The National Rifle Association wants concealed weapons permits issued in one state to be recognized in all others, but area firearm community members say that goal is likely unobtainable.
At its national conference in Indianapolis in April, the NRA called on Congress to mandate that all weapons-carry permits be recognized by all other states, even those where local requirements differ.
Any move in Washington that calls for greater reciprocity among states would undoubtably allow Georgians to carry concealed weapons in South Carolina, which currently doesn’t recognize the Georgia Weapons Carry Permit. South Carolina doesn’t issue permits to non-residents, who must own land in the state before they can apply for a permit.
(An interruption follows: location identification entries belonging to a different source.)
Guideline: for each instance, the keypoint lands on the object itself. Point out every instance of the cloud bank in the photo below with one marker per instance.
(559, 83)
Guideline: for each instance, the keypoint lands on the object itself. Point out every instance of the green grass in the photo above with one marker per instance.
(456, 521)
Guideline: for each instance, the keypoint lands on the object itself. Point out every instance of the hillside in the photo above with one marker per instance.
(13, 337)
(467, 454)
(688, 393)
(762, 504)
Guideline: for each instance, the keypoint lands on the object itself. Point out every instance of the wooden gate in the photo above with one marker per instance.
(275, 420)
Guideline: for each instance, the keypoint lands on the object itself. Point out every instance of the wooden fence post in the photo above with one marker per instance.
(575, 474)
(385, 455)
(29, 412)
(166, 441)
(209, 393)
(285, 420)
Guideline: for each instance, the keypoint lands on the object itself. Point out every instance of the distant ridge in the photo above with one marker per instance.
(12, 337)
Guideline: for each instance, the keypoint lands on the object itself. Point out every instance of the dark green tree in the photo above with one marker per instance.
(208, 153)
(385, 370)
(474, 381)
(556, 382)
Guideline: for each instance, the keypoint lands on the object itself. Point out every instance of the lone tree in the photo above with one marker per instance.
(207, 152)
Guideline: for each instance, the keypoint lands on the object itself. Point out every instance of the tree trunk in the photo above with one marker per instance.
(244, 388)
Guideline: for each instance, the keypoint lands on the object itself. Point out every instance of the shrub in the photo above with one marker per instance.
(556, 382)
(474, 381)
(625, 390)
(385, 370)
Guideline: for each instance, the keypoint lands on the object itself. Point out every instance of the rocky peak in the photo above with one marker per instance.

“On the Georgia side of the line, all there is is a background check,” said Buddy Lichty, the owner of Shooters Indoor Range and Gun Shop in Augusta. “There’s no qualification. There no class. That’s probably the primary reason that Georgia and South Carolina (permits) don’t reciprocate.”
Though Georgia doesn’t recognize permits issued by South Carolina, residents of the Palmetto State can still carry concealed weapons in Georgia by obtaining a non-resident permit in a state that does issue a permit recognized by Georgia, such as Utah or Florida.
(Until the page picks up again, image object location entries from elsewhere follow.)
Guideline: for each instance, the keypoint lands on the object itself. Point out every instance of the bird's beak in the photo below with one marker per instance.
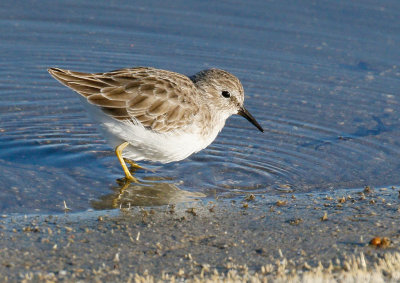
(244, 113)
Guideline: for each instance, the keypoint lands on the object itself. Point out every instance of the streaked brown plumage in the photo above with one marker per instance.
(161, 115)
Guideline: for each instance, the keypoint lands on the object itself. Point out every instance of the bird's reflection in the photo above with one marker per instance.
(151, 191)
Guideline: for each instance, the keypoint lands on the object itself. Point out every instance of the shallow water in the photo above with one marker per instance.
(322, 79)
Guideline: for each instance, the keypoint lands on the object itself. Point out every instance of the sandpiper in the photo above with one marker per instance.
(157, 115)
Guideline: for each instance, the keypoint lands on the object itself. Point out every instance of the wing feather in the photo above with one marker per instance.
(160, 100)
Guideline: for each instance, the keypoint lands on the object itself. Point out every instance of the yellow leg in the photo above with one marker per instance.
(118, 152)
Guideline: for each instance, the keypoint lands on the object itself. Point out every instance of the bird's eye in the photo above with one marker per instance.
(226, 94)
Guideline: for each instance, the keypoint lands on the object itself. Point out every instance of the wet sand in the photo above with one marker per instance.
(255, 236)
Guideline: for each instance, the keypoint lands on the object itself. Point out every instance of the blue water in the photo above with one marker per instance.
(322, 78)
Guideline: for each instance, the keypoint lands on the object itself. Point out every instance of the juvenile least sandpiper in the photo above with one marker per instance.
(158, 115)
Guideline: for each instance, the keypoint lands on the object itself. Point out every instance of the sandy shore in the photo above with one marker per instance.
(288, 236)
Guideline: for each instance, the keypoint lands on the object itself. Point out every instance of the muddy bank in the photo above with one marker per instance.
(200, 238)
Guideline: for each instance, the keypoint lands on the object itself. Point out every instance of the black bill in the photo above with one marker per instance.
(244, 113)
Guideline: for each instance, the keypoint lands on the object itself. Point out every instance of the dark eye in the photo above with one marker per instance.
(226, 94)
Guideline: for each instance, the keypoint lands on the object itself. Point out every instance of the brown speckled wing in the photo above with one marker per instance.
(159, 99)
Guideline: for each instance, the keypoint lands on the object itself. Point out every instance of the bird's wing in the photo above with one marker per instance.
(160, 100)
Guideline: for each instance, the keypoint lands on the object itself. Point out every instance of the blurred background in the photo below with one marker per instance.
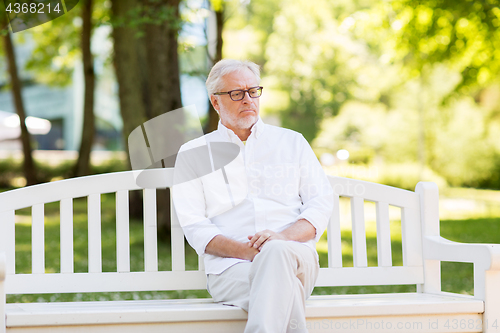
(389, 91)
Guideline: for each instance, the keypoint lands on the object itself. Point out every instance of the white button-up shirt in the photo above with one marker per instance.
(274, 181)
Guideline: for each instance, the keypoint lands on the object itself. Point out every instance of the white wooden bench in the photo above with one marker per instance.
(427, 310)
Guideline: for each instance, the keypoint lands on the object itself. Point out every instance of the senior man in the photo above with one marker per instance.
(257, 219)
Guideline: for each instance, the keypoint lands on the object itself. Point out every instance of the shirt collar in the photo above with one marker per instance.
(228, 134)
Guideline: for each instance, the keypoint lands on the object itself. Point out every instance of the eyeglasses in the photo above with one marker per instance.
(238, 94)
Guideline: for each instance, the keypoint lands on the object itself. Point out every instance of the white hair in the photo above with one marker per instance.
(227, 66)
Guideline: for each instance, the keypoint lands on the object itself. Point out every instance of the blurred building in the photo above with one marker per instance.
(63, 106)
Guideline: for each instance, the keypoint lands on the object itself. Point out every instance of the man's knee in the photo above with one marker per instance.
(276, 247)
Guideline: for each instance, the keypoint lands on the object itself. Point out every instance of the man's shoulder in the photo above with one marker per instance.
(201, 141)
(284, 133)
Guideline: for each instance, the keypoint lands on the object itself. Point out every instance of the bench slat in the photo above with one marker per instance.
(358, 232)
(104, 282)
(37, 239)
(334, 236)
(411, 237)
(150, 233)
(8, 238)
(122, 232)
(370, 276)
(178, 250)
(94, 230)
(66, 230)
(384, 255)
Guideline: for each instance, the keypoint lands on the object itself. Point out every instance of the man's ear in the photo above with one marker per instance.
(215, 103)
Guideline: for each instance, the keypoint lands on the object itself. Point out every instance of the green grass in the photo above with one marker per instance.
(455, 277)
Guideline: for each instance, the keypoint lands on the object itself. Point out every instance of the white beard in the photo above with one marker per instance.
(242, 122)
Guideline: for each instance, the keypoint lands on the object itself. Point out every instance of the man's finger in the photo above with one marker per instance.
(262, 239)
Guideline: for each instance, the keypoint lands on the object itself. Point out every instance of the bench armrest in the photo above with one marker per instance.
(486, 260)
(485, 256)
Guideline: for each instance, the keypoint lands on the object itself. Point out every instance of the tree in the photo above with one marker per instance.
(218, 7)
(16, 86)
(145, 32)
(462, 35)
(82, 166)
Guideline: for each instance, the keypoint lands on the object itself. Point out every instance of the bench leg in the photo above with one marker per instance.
(3, 298)
(491, 316)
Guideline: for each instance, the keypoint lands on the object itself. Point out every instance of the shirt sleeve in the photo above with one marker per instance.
(189, 202)
(315, 190)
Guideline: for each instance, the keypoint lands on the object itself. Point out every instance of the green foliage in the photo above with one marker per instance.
(58, 45)
(463, 34)
(153, 12)
(9, 168)
(313, 63)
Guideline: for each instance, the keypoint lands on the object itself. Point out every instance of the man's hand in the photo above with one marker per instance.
(300, 231)
(258, 240)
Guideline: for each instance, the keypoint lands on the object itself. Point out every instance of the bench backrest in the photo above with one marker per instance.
(179, 278)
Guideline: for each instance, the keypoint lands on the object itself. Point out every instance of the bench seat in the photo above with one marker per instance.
(421, 249)
(128, 316)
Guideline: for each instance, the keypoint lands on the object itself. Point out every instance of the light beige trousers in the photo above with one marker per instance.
(272, 289)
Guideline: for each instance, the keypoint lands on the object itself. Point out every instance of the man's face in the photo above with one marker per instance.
(237, 115)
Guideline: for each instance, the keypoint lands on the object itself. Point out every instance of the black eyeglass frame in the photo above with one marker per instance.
(244, 91)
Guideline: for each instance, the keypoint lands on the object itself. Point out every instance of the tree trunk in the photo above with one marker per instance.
(130, 88)
(82, 167)
(28, 164)
(213, 116)
(164, 83)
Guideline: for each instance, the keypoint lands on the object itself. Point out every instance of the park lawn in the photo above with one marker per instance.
(455, 277)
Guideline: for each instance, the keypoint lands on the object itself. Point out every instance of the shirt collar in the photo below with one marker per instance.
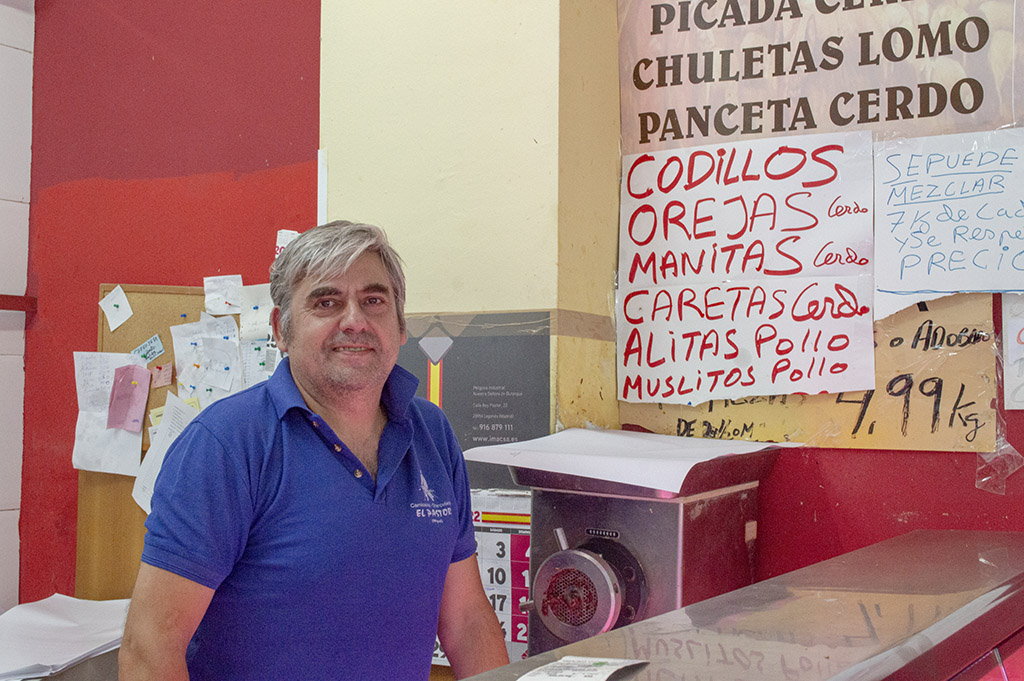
(396, 396)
Chris Medlin, the owner and primary instructor of Your Best Defense in Aiken, said the differences between gun laws in Georgia and South Carolina are proof enough that a
compromise among all the states, particularly ones that don’t recognize any weapons permits from another state, is highly unlikely.
While some activists say granting reciprocity would be no different than how states recognize out-of-state driver’s licenses, Medlin said, the difference in driving laws from state to state is marginal. Gun laws are a different beast, he said.
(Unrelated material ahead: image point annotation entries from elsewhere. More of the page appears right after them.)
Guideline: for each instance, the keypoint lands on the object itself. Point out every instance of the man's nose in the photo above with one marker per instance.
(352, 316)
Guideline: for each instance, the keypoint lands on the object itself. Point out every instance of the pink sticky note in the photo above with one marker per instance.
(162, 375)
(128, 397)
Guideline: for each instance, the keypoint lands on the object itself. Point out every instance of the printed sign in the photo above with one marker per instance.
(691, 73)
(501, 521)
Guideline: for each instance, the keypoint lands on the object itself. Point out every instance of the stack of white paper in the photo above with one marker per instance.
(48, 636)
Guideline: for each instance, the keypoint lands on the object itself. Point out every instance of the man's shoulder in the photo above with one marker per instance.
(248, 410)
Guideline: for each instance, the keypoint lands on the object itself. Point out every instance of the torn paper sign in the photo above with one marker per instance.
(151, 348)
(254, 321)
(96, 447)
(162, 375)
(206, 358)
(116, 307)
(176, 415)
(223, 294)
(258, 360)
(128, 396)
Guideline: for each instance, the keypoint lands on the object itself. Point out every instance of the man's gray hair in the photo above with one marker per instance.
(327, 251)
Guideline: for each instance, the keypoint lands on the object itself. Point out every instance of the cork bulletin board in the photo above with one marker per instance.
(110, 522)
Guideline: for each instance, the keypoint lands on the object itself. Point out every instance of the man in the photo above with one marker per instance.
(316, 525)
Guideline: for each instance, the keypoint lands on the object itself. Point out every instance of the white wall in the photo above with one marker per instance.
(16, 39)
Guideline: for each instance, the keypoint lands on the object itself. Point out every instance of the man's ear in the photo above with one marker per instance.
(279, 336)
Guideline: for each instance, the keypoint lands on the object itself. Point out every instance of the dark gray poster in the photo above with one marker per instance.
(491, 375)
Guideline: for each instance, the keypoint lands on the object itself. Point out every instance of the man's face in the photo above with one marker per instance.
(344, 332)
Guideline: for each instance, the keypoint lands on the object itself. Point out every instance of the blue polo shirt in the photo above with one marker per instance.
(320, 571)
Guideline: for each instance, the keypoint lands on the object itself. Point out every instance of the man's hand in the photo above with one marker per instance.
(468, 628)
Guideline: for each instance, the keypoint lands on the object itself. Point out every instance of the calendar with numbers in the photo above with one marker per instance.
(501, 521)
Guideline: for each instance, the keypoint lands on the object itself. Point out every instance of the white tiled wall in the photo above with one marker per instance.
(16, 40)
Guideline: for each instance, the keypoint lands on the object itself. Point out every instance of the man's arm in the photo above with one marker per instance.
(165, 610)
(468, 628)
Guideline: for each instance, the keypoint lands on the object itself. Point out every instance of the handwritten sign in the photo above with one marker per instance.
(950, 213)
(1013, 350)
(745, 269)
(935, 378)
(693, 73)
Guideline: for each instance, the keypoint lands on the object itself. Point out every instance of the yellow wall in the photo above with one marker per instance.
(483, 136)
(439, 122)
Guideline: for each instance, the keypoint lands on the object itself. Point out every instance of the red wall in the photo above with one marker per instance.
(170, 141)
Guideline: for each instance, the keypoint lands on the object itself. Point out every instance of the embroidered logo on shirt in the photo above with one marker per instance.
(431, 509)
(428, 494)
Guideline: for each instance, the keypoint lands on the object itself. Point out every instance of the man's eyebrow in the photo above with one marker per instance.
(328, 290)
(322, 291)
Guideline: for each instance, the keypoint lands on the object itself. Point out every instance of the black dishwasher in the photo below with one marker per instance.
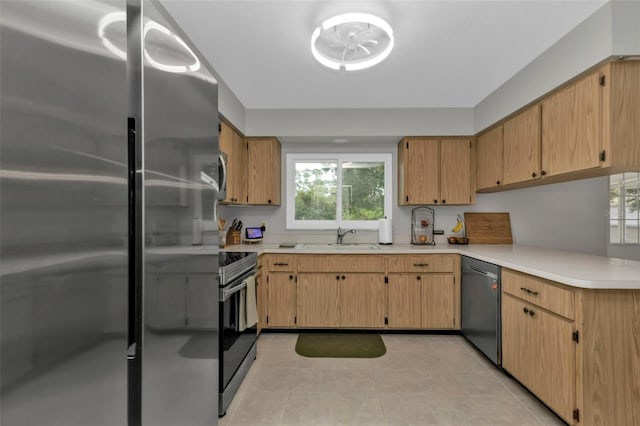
(480, 313)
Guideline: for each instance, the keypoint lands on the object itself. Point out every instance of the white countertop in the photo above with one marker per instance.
(566, 267)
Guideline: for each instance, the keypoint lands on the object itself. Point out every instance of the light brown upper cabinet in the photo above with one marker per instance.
(572, 127)
(489, 166)
(234, 145)
(263, 171)
(592, 126)
(588, 128)
(434, 171)
(522, 140)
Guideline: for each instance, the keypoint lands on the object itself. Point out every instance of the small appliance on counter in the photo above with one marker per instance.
(422, 226)
(253, 234)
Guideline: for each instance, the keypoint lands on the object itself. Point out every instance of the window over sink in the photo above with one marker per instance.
(313, 198)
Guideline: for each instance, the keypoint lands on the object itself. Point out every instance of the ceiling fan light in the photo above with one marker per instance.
(339, 42)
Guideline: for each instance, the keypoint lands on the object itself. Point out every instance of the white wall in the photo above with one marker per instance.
(568, 216)
(588, 44)
(360, 122)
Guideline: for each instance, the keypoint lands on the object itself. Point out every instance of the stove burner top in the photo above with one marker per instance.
(228, 257)
(234, 264)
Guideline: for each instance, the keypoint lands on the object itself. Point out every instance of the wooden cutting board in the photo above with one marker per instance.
(488, 228)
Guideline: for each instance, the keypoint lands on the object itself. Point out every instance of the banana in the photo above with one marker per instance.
(459, 225)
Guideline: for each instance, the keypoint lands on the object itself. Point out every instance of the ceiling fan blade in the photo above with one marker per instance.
(364, 48)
“The mindset of the people and the legislators in those states, like California, is so drastically different from the mindset of the people in South Carolina and Georgia,” he said. “There is no way they would ever accept our kind of standards, and there’s no way people in Georgia or South Carolina would ever tolerate the restrictions that those states have. It would never happen.”
Medlin said bringing the federal government into the fold is ill-advised.
“The federal government getting involved and mandating the states to do something like that opens the door (to) the federal government forcing states to recognize other things that aren’t allowed in others, such as Colorado
legalizing (recreational) marijuana,” he said.
Lichty said he would like to one day see reciprocity among all of the states but believes it can happen only if states like Georgia require some form of formal training before issuing permits.
“I am for carrying deadly force legally,” he said. “But I think for anybody who wants to carry, it’s a huge responsibility for them to be qualified to do.”
Even if the standards change in Georgia, Lichty said it could be years before more states recognize each other’s permits.
In the meantime, Medlin said responsible gun owners and permit holders should research the laws of other states before traveling through them.
“Before you carry a gun or buy a gun for self-defense, you should do some research and check what the rules are for the state that you live in or the state that you’re going to on where you can carry a gun and where you can’t,” he said. “Some parts of the country expect you to be climbing out of your back window when someone is kicking your door in. Luckily, in the Southeast, we don’t have to. But if you’re in that part of the country, saying, ‘I didn’t know,’ isn’t an excuse.”